Sviluppatore: Treyarch
Publisher: Activision Blizzard
Genere: Action, Sparatutto
Giocatori: 12
Piattaforme: PS4, Xbox One, PS3, Xbox 360, PC
Localizzazione: Completamente in italiano

Inizialmente, arrivati i codici in redazione, il servizio Xbox Live aveva dei problemi per il riscatto dei suddetti. Abbiamo contattato Microsoft, avvisandoci prontamente che il problema era di Activision, mentre quest’ultima ci avvisava del contrario. Insomma, un inizio davvero dei migliori. Microsoft ha comunque risolto il problema, ma noi abbiamo trovato un escamotage riscattando i codici impostando il sito Xbox.com in lingua brasiliana. Scaricati i 14 GB circa della beta, l’abbiamo avviata e subito dopo è crashata, diverse volte, senza nessun motivo. Abbiamo riprovato e questa volta ha funzionato, immergendoci quasi subito in partita. Una cosa che è sempre riuscitissima in Call of Duty è il matchmaking veloce. Spesso non sceglierete nemmeno la modalità di gioco che già sarete in battaglia.

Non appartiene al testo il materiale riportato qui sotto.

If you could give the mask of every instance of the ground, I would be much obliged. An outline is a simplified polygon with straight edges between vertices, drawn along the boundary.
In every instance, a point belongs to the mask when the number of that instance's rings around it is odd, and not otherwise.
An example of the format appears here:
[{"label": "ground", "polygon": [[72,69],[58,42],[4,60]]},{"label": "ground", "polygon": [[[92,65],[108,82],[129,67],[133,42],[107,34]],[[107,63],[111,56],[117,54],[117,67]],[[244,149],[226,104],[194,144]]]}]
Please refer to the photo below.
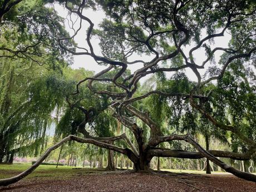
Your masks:
[{"label": "ground", "polygon": [[[27,165],[0,165],[0,178],[24,170]],[[92,169],[41,165],[31,175],[1,191],[256,191],[256,183],[229,174],[161,172],[160,174],[106,172]]]}]

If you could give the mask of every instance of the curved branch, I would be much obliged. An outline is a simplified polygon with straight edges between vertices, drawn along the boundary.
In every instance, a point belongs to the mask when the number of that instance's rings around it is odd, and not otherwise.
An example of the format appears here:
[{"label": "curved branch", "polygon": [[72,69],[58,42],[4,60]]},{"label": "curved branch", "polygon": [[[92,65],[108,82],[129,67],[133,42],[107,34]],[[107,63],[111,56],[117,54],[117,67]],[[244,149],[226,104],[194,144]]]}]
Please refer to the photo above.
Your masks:
[{"label": "curved branch", "polygon": [[[238,160],[249,160],[252,155],[250,153],[244,154],[220,150],[208,150],[208,152],[215,157],[230,158]],[[184,150],[170,150],[169,149],[153,148],[148,151],[150,156],[171,157],[183,159],[201,159],[204,157],[199,152]]]}]

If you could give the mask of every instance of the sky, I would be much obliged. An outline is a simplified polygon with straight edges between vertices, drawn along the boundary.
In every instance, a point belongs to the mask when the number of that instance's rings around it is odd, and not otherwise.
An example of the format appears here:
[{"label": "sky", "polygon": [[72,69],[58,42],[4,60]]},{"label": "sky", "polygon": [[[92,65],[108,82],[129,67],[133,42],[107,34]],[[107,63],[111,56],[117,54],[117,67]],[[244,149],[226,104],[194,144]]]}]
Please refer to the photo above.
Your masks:
[{"label": "sky", "polygon": [[[66,9],[65,9],[63,6],[58,5],[58,4],[55,4],[55,9],[57,12],[57,13],[63,18],[67,18],[67,16],[68,14],[68,12]],[[88,17],[95,24],[95,28],[97,28],[99,24],[103,20],[104,18],[106,18],[106,16],[104,14],[104,12],[101,10],[97,11],[96,12],[93,12],[91,9],[86,9],[83,12],[83,14],[87,17]],[[68,20],[70,20],[70,17],[67,17],[68,19],[65,19],[65,24],[66,30],[70,33],[71,35],[73,34],[73,31],[72,29],[69,27],[69,24],[71,24],[71,22],[68,22]],[[76,17],[72,17],[72,20],[75,21]],[[78,19],[76,23],[77,24],[75,24],[75,26],[78,27],[79,23],[79,20]],[[80,32],[76,36],[75,38],[75,41],[76,43],[77,43],[78,46],[83,47],[88,47],[86,45],[86,29],[88,26],[87,23],[85,21],[83,21],[82,24],[82,28],[80,30]],[[203,33],[205,33],[205,32],[203,32]],[[203,36],[204,34],[202,34]],[[223,37],[219,37],[214,38],[215,40],[215,44],[211,46],[211,47],[228,47],[228,41],[230,39],[230,36],[225,32],[224,33],[224,36]],[[93,46],[94,50],[96,54],[99,55],[101,55],[101,51],[100,47],[99,46],[99,40],[95,39],[95,38],[92,38],[91,40],[92,44]],[[188,52],[189,50],[191,49],[191,47],[194,47],[195,45],[191,44],[189,46],[186,46],[186,47],[184,47],[183,48],[183,51],[185,52],[186,55],[188,55]],[[215,61],[216,63],[218,63],[219,60],[220,58],[220,55],[222,54],[222,52],[221,51],[216,51],[215,52]],[[199,65],[202,63],[202,62],[206,59],[206,56],[205,55],[204,51],[203,51],[202,48],[199,48],[198,50],[195,51],[194,52],[193,56],[195,58],[194,60],[195,62]],[[133,57],[131,57],[131,60],[141,60],[142,59],[146,61],[150,61],[151,58],[152,57],[149,57],[146,56],[143,56],[143,58],[140,57],[139,56],[135,56]],[[79,68],[81,67],[84,68],[87,70],[90,71],[93,71],[95,72],[99,72],[102,70],[106,68],[106,66],[102,66],[99,65],[94,60],[88,56],[73,56],[73,64],[71,66],[72,68]],[[209,66],[209,63],[208,63],[208,66]],[[138,63],[135,65],[129,65],[128,68],[132,72],[134,72],[136,70],[138,70],[139,68],[142,67],[143,66],[142,63]],[[205,71],[207,69],[207,65],[206,66],[205,69],[200,70],[199,72],[201,75],[203,75]],[[197,78],[195,74],[192,72],[192,71],[189,69],[187,68],[185,70],[186,73],[187,74],[189,78],[191,81],[196,81]],[[203,76],[203,75],[202,75]],[[142,82],[144,82],[147,78],[149,77],[145,77],[141,80]]]}]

In primis il gioco vi farà scegliere tra uno degli specialisti presenti. Ognuno di loro si diversifica dall’altro sia per sesso che carnagione, oltre che per le proprie abilità esclusive. Si potranno usare visori ipertecnologici che vi faranno vedere attraverso i muri, armature capaci di farvi diventare invincibili per una frazione di secondo, un arco che spara frecce esplosive e così via. Insomma, Activision e Treyarch hanno sicuramente diversificato un po’ la comune scelta di classi della serie Call of Duty. Un’altra chicca per i giocatori è la possibilità di personalizzare la propria classe in modi veramente disparati: si potrà scegliere tra 10 diversi oggetti per ciascuna classe, ma che potranno anche essere più granate e una sola arma, o ancora diversi perks equipaggiati. La scelta è a discapito del giocatore, che potrà personalizzare la propria classe come meglio crede ed equilibrarla secondo il proprio stile.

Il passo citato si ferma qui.